Une décision « arrogante et illicite ». C’est ainsi que le gouvernement de Nicolas Maduro a décrit la résolution du Conseil de l’Union européenne visant à prolonger les sanctions jusqu’en mai de l’année prochaine.

En réponse, le gouvernement a déclaré que cette mesure « disqualifie » le bloc européen de participer aux processus politiques vénézuéliens car, selon lui, « elle viole les principes sacrés de la Constitution et transgresse les normes décrites dans la Charte des Nations Unies ». Le parti au pouvoir a indiqué que les restrictions sont « illégales, coercitives et unilatérales ».

« L’Union européenne reflète, une fois de plus, devant la communauté internationale, la continuité de sa politique interventionniste dans les affaires intérieures de la République bolivarienne du Venezuela, en appliquant des mesures dégradantes, nuisibles et injustes qui, dans ce cas, cherchent à punir les citoyens vénézuéliens qui  » Ils exercent leurs fonctions dans le cadre de la loi », indique un communiqué du gouvernement.


Un accord « fragile » à la Barbade

La prolongation ou la levée des sanctions au Venezuela dépendra de la mise en œuvre de l’accord de la Barbade lors des élections de l’année prochaine. C’est-à-dire des progrès vers la libération inconditionnelle de tous les hommes politiques et opposants emprisonnés, la liberté d’expression dans la presse et l’indépendance du processus électoral et des institutions judiciaires.

Toutefois, jusqu’à présent, seuls cinq des plus de 200 hommes politiques et opposants emprisonnés ont été libérés. En outre, María Corina Machado, vainqueur des élections primaires de l’opposition, a été disqualifiée pendant 15 ans pour se présenter aux élections.

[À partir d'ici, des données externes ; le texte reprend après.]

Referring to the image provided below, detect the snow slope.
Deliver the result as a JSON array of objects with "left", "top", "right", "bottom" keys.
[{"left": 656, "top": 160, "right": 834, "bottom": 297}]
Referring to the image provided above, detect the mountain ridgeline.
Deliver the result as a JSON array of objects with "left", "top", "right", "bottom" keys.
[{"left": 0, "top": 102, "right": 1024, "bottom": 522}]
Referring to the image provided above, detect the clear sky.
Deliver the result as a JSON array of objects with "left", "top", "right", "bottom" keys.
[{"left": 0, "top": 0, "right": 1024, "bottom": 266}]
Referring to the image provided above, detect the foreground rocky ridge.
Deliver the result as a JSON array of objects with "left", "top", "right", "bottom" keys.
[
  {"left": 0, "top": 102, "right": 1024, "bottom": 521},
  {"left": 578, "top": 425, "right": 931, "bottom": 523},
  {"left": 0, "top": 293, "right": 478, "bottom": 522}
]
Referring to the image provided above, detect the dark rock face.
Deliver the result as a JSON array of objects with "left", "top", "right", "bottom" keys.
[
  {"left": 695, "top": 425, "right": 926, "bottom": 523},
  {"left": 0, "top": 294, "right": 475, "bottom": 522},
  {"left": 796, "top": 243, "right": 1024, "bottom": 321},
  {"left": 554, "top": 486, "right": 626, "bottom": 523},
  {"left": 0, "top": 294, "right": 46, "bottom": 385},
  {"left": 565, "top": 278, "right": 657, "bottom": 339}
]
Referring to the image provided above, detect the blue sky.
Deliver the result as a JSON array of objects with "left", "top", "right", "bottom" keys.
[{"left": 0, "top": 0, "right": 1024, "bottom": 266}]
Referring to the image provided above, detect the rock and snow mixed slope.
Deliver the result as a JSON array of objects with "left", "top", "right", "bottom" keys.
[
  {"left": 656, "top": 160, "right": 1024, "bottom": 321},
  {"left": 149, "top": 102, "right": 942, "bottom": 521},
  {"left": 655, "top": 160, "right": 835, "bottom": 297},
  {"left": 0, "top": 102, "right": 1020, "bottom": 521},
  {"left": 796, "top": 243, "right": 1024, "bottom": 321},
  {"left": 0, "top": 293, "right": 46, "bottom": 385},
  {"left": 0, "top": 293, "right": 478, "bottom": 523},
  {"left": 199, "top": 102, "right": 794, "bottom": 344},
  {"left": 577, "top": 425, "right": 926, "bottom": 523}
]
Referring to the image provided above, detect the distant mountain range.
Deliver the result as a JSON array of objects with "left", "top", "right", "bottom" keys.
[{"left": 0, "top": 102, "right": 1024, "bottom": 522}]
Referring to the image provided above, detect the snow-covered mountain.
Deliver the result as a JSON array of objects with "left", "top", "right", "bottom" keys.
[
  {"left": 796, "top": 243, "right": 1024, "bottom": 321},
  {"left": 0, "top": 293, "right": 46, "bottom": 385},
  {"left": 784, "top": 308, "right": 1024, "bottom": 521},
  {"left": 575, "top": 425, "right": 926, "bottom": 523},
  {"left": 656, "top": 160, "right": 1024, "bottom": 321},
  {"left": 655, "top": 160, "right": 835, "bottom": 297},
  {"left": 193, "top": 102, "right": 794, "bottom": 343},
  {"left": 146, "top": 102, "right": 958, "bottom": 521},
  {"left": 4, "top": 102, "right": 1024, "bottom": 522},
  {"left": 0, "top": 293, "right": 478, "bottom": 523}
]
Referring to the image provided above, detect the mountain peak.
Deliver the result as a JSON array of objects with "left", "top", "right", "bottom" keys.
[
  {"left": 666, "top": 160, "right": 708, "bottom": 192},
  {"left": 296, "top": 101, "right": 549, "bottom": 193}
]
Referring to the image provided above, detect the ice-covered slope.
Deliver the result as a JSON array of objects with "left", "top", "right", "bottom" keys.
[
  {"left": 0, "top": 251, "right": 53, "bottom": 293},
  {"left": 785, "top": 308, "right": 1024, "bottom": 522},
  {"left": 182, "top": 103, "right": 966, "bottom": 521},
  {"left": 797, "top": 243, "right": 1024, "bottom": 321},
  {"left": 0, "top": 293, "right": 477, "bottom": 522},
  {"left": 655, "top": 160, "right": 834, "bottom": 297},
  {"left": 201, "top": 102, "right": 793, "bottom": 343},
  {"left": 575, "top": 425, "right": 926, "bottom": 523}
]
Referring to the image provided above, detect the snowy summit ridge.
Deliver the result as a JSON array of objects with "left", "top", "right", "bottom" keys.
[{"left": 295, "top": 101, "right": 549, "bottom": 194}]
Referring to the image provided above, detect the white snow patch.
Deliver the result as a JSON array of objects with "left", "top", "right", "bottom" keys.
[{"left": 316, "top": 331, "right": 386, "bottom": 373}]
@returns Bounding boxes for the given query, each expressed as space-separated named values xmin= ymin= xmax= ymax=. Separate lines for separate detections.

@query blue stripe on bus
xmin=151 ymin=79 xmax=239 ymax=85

Bien que l’opposition ait été autorisée à procéder à ses élections, la Cour suprême de justice a suspendu les effets de ces élections ; c’est-à-dire le triomphe de Machado en raison de prétendues irrégularités dans le nombre de participants.

José Brito, député opposé au gouvernement, a tenté de participer aux élections primaires, mais a été exclu. Depuis, il assure qu’il n’y a aucune transparence dans le processus mené par la Commission Nationale Primaire, en charge des détenus de l’opposition.

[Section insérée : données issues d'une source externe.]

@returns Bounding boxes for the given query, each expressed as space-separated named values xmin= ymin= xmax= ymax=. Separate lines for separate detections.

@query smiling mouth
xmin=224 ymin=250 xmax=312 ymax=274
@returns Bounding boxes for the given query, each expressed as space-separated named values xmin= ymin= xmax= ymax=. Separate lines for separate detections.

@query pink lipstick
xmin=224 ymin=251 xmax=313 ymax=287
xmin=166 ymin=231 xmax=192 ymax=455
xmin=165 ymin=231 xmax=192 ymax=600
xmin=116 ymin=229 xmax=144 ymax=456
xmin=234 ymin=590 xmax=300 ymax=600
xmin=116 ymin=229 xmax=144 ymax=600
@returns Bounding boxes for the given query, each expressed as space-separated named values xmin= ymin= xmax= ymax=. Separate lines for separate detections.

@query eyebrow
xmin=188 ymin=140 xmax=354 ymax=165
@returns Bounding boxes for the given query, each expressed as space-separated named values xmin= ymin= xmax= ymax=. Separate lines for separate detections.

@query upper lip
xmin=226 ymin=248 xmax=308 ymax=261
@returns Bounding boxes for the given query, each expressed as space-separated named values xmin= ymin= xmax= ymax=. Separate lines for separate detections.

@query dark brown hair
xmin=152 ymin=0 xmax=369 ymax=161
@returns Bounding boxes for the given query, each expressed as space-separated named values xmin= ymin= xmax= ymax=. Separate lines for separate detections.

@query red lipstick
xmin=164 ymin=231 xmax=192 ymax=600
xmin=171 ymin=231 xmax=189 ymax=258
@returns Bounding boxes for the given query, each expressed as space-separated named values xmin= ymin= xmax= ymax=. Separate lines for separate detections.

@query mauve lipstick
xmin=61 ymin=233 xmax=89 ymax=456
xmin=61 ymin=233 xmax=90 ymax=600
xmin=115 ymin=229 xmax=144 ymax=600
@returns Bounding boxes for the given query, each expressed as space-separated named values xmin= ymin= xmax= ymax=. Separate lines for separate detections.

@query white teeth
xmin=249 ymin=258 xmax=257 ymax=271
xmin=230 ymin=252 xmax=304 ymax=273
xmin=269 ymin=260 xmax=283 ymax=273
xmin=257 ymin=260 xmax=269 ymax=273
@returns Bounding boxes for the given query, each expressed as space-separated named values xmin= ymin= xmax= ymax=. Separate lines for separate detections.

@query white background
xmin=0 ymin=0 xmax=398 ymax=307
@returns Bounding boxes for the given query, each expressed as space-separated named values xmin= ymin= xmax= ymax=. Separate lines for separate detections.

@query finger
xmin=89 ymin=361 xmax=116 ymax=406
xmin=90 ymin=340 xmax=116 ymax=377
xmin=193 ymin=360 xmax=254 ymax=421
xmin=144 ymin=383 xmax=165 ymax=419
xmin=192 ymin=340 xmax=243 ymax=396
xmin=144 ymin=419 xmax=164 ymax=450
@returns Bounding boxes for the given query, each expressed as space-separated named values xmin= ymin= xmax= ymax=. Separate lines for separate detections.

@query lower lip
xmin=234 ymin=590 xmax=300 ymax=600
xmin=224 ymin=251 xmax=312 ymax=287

Le gouvernement s’est également associé aux critiques de Brito et a considéré qu’il y avait eu une « fraude » lors de ces élections. Le parquet général a ouvert l’enquête et a convoqué plusieurs membres de la commission d’organisation.

Le président Nicolas Maduro a réitéré qu’il ne céderait pas au « chantage » et qu’il poursuivrait le processus électoral « avec ou sans sanctions ». En effet, les États-Unis, qui ont accompagné le processus de la Barbade et ont temporairement levé les sanctions – concernant le secteur des hydrocarbures – ont averti le Venezuela qu’ils pourraient revenir sur cette décision s’ils ne constataient pas de progrès dans l’accord.

C’est pour cette raison que le gouvernement vénézuélien a exhorté l’Union européenne à « éviter les pratiques colonialistes avec des États souverains comme le Venezuela et à créer plutôt des espaces positifs de coopération ».

En avril dernier, c’était le dixième anniversaire de l’élection de Nicolas Maduro à la présidence du Venezuela lors des élections convoquées après la mort d’Hugo Chávez.

Après un premier mandat gouvernemental, Maduro a été réélu en 2018 aux élections présidentielles avec la plus faible participation du Venezuela, avec peu de représentation de l’opposition et dont les conditions ont généré le rejet de plusieurs pays.